P.Originals maintains the strictest quality grading standards. Five factors are used to assess quality:
Luster is the amount of light a pearl reflects from both its surface glow and the deep mirror-like reflection of its inner light. The better the nacre quality of the pearl, the more superior its luster.
Subtle blemishes and tiny marks are part of a pearl’s natural texture and proof of its genuine origin. These blemishes are the result of sea particles that drift into the oyster and brush against the pearl as it forms. Fewer surface imperfections denote a higher quality, more valuable pearl.
- Top Gem : Flawless pearl. Naturally perfect. Only 1% of the production
- A quality : Slight imperfections concentrated on less than 10% of the surface
- B quality : Slight imperfections up to 1/3 of the surface of the pearl
- C quality : Imperfections up to 2/3 of the surface of the pearl
- D quality : Imperfections on more than 2/3 of the surface of the pearl
Of the many shapes available, perfectly round pearls are the rarest and most valuable.
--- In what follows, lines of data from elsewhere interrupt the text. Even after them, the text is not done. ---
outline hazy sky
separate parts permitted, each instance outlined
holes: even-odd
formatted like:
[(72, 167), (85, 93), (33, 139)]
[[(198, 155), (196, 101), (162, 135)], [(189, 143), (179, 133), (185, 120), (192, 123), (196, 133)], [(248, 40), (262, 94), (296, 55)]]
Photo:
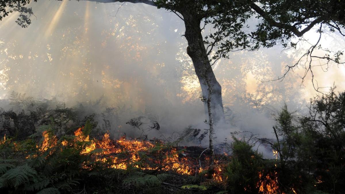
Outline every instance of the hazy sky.
[[(37, 19), (32, 17), (27, 28), (15, 23), (17, 13), (4, 18), (0, 22), (0, 99), (14, 90), (37, 99), (58, 95), (71, 106), (104, 95), (107, 106), (150, 110), (165, 133), (189, 124), (206, 127), (200, 86), (181, 36), (183, 21), (149, 6), (126, 3), (119, 9), (121, 4), (40, 0), (29, 5)], [(317, 35), (312, 31), (305, 36), (311, 42)], [(336, 33), (322, 43), (335, 50), (345, 45)], [(307, 46), (239, 51), (220, 60), (214, 70), (236, 126), (218, 136), (240, 129), (271, 136), (272, 110), (284, 102), (292, 110), (306, 107), (316, 93), (309, 75), (300, 86), (302, 66), (281, 82), (258, 80), (281, 76)], [(331, 65), (326, 72), (314, 69), (319, 87), (334, 82), (338, 90), (345, 89), (343, 66)]]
Still not being round is not an imperfection, and other shapes remains very interesting for creation purpose.
Typical shades are silver and gray but Tahitian Pearls come in an array of stunning colors.
The rarer the shade, the more valuable the pearl.
Colors we carry at P.Originals range from pure white to ebony black including all the rainbow colors in between.
While color choice is a matter of personal preference, always look for rich color, evenly distributed throughout the pearl.
Tahitian pearls range from 7 to 20mm
While size does not affect the quality of cultured pearls, it does affect the price. Large pearls are more difficult to cultivate and their rarity makes them more valuable. Pearls are measured in diameter increments of millimeters (mm)
Pearls are resilient and meant to be worn but they are also delicate and require proper care.
Pearls are organic gemstones that are vulnerable to acid, alkaline and extremes of humidity. To preserve your pearls’ radiance, avoid letting them come into contact with cosmetics, hair spray, or perfume. Always put on your jewelry as a final touch, after applying make-up and styling hair. The pearl’s luster can also be harmed by perspiration. To prevent this, before returning your pearls to the jewelry box, wipe them gently with a soft cloth.
Pearls are exceptionally cohesive and shock-resistant, but may be scratched by contact with sharp objects or other gemstones. To prevent tangles and scratches, fasten clasps and pins, then lay each item out separately in a compartmentalized jewelry box. When carrying jewelry, use a protective jewelry pouch. Leaving pearl jewelry in a security box for long periods may cause pearls to dehydrate, so enjoy them frequently.
Be careful not to dip pearl strands in water or wear them while bathing, as water can weaken the silk thread. It’s also best to avoid direct sunlight or high temperatures such as in a sauna. If pearls come into contact with substances such as vinegar, fruit juices or detergents, immediately wipe clean with a soft cloth. Following these simple guidelines should preserve your pearls for generations.